(Photos at the end)
I’ve been so excited to have “real” internet (translation: a speed somewhat in excess of glacial) that I’ve been surfeiting myself on facebook and photo sites and ignoring my blog.
We did our last winery tour in Melbourne’s Yarra Valley (we bought a very nice Yering cabernet for—gasp—$40. Wine is nice but in small doses and four winery tours in a row is TOO MUCH! Not just four wineries, mind you, but four TOURS! Grape growing and wine making was big business in the early 1800s, but in 1839 went out of fashion, not starting again until the 1960s. Now the Yarra Valley is one of Australia’s biggest wine regions, along with the Hunter Valley (Sydney), Barossa Valley (Adelaide), and Margaret River—our favorite—and Swan Valley (Perth) plus several more that are not quite so famous.
Kangaroo Island might have been interesting but between the cost of tours (US$400pp and up) and the weather (not nice) we decided that we’d skip it. Next time we’ll rent a car and go to the Raptor Center which we didn’t know about until too late. Oh well.
On to Burnie in Tassie (Australian for Tasmania) where Randy & I had a private, just the two of us, tour scheduled. Our tour guide knew before we on the ship knew that the Maasdam was not docking. She sent me a text about seeing the ship sailing away from Burnie and she thought it was probably due to high winds. About 15 minutes after her message, the captain came on the loudspeaker to apologize to us for missing Burnie “due to high winds”!
Tassie was good news and bad news, much more of the former as the bad was solely not getting in to Burnie.
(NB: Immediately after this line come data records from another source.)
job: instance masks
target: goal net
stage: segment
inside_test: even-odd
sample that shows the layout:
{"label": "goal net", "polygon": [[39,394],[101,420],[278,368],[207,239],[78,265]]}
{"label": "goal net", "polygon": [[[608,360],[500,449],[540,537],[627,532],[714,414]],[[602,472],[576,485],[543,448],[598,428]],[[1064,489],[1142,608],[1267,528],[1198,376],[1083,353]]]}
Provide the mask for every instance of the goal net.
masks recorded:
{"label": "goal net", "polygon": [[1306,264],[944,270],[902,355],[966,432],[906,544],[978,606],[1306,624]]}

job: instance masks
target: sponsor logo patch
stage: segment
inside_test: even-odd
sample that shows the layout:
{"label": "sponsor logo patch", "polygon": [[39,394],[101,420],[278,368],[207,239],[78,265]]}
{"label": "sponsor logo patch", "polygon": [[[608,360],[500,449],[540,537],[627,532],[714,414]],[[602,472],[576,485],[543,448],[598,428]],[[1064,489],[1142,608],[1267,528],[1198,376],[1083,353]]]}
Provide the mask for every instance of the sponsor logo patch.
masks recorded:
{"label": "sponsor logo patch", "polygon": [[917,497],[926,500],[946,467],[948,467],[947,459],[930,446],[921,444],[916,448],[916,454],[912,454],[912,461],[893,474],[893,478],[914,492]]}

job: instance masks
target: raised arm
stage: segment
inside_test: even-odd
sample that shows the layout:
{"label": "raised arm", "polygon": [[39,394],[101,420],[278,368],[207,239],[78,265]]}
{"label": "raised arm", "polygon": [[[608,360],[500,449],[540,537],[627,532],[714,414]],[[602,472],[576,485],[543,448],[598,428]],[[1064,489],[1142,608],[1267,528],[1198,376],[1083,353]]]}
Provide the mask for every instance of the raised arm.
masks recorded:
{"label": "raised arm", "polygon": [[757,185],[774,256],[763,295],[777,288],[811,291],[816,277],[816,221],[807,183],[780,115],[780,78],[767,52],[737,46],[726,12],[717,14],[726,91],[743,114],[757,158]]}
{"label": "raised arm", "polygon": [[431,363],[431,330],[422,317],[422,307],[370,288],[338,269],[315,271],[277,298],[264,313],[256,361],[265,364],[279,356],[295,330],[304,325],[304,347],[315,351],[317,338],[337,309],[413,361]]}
The good was the tour company EyeSeeTasmania which tried to shoot itself in the foot but recovered very nicely and we had their awesome two day tour with Gerry, our Dutch-import guide. We covered much of Hobart and much of Port Arthur. We had a big advantage, Gerry told us, because we were cruising from Hobart to Port Arthur and thus saving an hour and a half drive in the early morning. Most people stay overnight in Hobart and thus have to take that long drive to see Port Arthur’s most famous site, the old prison. Randy and I were there in 1996 (two weeks before the Port Arthur massacre) and, presuming that not much had changed (since the prison closed in 1860ish) in the ensuing 18 years, elected not to tour the prison again. But we did everything else.
Hobart was spectacular from Mt. Wellington, one of the tallest mountains in Australia. The weather of course helped, it was, as some pilots say, “Clear and a million” (miles).
Gerry told us many stories, some probably even true, about the prison on Tasmania. She asked us what crimes we thought the people (and it was both men and women who were sent to Australia for usually at least seven years) were sentenced for. I suggested that stealing a loaf of bread was one crime punishable by “transportation”—the euphemism for being sentenced to seven years in Australia—someone else said, “stealing a rope.” Gerry agreed with both but added that the “stealing a rope” usually had a horse or two attached to the rope. Another “crime” was stealing manure, but, she added, the manure usually came in a wagon!
Seven years doesn’t sound like a lot of time (except for the seemingly minor crimes they were sentenced for!) but in those days, mid-eighteen-hundreds, your chances of EVER returning to England were slim to non-existent so it was effectively a life sentence.
The end of the first leg (52 days) of our cruise in Sydney was wonderful. We got to see Greg, Yolanda, Melinda, and Ian and have a barbecue-turkey Australian Thanksgiving dinner along with a two-day respite from constant motion. Hopping on the Holland ship Amsterdam and wandering around Darling Harbour for a day with our new Flat Stanley was fun.
Downhill from there, Randy has bronchitis and is quarantined in our cabin until he is fever-free for 24 hours. This may put the kibosh on our visit with June and Alan (from the 2012 World Cruise). Updates will follow!